Most efficient way to assign values to maps

旧巷老猫 提交于 2019-12-21 03:44:21

问题


Which way to assign values to a map is most efficient? Or are they all optimized to the same code (on most modern compilers)?

   // 1) Assignment using array index notation
   Foo["Bar"] = 12345;

   // 2) Assignment using member function insert() and STL pair
   Foo.insert(std::pair<string,int>("Bar", 12345));

   // 3) Assignment using member function insert() and "value_type()"
   Foo.insert(map<string,int>::value_type("Bar", 12345));

   // 4) Assignment using member function insert() and "make_pair()"
   Foo.insert(std::make_pair("Bar", 12345));

(I know I could benchmark and check compiler output, but this question arose now and the only thing I have close at hand is my mobile phone... hehe)


回答1:


First, there are semantic differences between [] and insert:

  • [] will replace the old value (if any)
  • insert will ignore the new value (if an old value is already present)

therefore comparing the two is useless in general.

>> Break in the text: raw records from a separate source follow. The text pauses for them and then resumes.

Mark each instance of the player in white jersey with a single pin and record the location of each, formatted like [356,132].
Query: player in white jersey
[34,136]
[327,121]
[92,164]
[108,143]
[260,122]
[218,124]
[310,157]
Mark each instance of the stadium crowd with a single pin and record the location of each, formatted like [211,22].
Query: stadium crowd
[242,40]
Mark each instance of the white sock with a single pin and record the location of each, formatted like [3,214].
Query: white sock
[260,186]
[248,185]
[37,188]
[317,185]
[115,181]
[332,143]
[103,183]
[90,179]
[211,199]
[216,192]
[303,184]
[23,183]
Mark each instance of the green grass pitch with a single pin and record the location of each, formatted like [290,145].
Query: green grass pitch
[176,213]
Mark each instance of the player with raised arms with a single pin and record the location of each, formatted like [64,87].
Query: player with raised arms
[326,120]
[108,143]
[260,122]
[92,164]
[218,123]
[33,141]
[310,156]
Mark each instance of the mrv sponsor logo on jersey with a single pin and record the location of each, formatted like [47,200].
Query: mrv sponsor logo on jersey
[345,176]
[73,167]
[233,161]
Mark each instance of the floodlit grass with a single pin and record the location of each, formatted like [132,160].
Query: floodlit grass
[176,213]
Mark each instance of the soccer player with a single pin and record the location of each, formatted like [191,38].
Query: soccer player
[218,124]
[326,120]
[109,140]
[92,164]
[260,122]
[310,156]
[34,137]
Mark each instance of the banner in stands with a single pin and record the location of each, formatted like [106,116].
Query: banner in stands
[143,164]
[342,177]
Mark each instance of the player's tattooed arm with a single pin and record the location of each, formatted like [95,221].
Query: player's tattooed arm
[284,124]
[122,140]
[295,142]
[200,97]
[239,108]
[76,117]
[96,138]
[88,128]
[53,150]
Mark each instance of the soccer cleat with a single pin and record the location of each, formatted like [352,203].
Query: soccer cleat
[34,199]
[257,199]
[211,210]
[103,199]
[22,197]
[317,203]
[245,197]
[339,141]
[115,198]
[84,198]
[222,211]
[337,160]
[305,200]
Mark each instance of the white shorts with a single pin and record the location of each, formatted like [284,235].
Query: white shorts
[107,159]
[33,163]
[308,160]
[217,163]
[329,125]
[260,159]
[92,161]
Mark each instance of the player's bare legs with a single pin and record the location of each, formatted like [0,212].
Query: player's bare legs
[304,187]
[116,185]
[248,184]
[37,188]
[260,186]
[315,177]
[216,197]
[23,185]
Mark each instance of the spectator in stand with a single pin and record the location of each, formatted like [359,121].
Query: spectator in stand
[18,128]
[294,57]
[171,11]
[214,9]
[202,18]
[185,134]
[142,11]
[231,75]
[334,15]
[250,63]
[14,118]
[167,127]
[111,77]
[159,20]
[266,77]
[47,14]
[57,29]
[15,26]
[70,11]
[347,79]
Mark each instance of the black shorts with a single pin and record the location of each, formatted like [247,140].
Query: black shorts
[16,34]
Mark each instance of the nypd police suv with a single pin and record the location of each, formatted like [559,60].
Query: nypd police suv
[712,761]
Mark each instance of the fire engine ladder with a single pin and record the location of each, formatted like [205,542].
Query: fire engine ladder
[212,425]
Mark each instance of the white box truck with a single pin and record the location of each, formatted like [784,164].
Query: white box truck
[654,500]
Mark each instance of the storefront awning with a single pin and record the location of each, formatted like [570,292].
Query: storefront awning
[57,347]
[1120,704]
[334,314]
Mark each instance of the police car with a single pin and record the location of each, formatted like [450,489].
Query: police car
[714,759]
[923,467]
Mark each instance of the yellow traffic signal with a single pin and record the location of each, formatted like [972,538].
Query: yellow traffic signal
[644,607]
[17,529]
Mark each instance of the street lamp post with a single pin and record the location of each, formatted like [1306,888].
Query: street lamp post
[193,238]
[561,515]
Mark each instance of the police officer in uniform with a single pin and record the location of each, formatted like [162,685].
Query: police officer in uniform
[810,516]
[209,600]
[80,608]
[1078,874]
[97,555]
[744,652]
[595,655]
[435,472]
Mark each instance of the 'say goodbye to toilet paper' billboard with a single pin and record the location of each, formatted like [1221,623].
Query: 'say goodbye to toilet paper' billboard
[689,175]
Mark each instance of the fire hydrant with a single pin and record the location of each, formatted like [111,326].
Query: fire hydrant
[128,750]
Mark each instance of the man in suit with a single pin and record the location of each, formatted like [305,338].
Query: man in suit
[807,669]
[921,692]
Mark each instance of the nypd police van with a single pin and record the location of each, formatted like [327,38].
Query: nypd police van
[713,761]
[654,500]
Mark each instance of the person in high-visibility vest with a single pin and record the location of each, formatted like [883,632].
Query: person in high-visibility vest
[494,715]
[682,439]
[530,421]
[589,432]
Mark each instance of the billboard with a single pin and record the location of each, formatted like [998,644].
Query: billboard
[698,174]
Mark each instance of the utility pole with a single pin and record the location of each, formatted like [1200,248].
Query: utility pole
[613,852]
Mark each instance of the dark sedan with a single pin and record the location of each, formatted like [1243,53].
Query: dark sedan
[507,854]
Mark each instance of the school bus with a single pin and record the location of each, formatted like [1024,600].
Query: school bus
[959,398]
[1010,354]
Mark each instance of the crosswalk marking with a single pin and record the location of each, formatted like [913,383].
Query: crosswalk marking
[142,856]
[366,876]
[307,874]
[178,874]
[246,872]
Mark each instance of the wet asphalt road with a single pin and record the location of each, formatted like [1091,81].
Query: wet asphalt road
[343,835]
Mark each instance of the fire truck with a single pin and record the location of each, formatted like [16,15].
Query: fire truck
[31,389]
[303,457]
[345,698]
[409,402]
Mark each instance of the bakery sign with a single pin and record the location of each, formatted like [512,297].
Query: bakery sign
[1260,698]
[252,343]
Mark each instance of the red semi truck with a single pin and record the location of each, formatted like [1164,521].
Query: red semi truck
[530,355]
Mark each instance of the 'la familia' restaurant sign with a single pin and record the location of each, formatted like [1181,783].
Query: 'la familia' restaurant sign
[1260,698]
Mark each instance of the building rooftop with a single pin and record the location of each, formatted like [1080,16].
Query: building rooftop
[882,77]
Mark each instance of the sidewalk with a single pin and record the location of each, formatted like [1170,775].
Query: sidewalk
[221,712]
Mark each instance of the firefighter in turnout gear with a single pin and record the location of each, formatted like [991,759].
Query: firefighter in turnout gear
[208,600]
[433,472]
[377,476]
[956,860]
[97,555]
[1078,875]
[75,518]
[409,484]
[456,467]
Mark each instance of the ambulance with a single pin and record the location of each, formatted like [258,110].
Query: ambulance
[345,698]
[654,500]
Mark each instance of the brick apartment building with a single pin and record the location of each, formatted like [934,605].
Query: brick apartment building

Regarding the inserts versions:

  • std::map<std::string, int>::value_type is std::pair<std::string const, int> so no (important) difference between 3 and 4
  • std::make_pair("Bar", 12345) is cheaper than std::pair<std::string, int>("Bar", 12345) because the std::string type is a full fledged class with operations to do on copy and "Bar" is just a string literal (thus just a pointer copy); however since at the end you do need to create the std::string... it will depend on the quality of your compiler

In general, I would recommend:

  • [] for updating
  • insert(std::make_pair()) for ignoring duplicates

std::make_pair is not only shorter, it also respects the DRY guideline: Don't Repeat Yourself.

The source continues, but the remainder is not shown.